Недавно я позволил себе – впервые, как сам с удивлением отметил, – слегка намекнуть на свою беду одному доброму другу; разумеется, между прочим, двумя-тремя словами, всячески умаляя значение дела, и без того для меня не слишком важного. Любопытно, что мой друг отнюдь не пропустил этих намеков мимо ушей, напротив, счел предмет достаточно значительным и не дал мне перевести разговор на другую тему. Но еще удивительнее, что при этом он так и не понял самого главного в моем положении, а совершенно серьезно посоветовал уехать ненадолго из дому. Глупее совета нельзя и придумать!

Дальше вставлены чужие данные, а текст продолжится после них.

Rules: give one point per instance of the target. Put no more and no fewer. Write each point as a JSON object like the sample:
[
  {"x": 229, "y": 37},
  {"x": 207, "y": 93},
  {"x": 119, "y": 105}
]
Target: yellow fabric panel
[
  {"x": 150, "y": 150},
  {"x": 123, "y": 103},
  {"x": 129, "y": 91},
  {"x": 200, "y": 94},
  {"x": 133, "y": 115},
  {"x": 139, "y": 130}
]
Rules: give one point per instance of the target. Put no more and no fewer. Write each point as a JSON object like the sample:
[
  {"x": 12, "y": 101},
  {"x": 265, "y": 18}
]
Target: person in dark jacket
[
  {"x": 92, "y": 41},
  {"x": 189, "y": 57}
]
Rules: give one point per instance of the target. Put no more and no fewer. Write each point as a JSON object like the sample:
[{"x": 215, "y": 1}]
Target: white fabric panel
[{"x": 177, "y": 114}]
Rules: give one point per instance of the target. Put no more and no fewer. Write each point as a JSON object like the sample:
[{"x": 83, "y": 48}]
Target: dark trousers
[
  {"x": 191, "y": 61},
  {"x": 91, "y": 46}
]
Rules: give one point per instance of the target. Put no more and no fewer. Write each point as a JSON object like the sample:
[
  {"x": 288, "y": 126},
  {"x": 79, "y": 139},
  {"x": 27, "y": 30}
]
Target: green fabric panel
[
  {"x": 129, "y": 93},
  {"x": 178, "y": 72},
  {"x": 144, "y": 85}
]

Хотя со стороны все как будто просто и всякий, кто пожелает вникнуть в наши отношения, без труда в них разберется, однако все не так просто, чтобы уладить дело – хотя бы в основном – одним отъездом, Как раз наоборот, отъезда-то и надо опасаться больше всего; если уж выбирать какую-то линию поведения, то важно оставаться в теперешних узких границах, не выносить дело на люди, сиречь хранить покой, не допуская бросающихся в глаза перемен; следовательно, и советоваться ни с кем не надо – не потому, чтобы здесь крылась какая-то роковая тайна, но лишь потому, что все дело-то ничтожное, чисто личное и в таком виде легко переносимое, а значит, только таковым оно и должно остаться. И в этом смысле замечания друга мне весьма пригодились; правда, ничего нового я не узнал, зато лишний раз убедился в собственной правоте.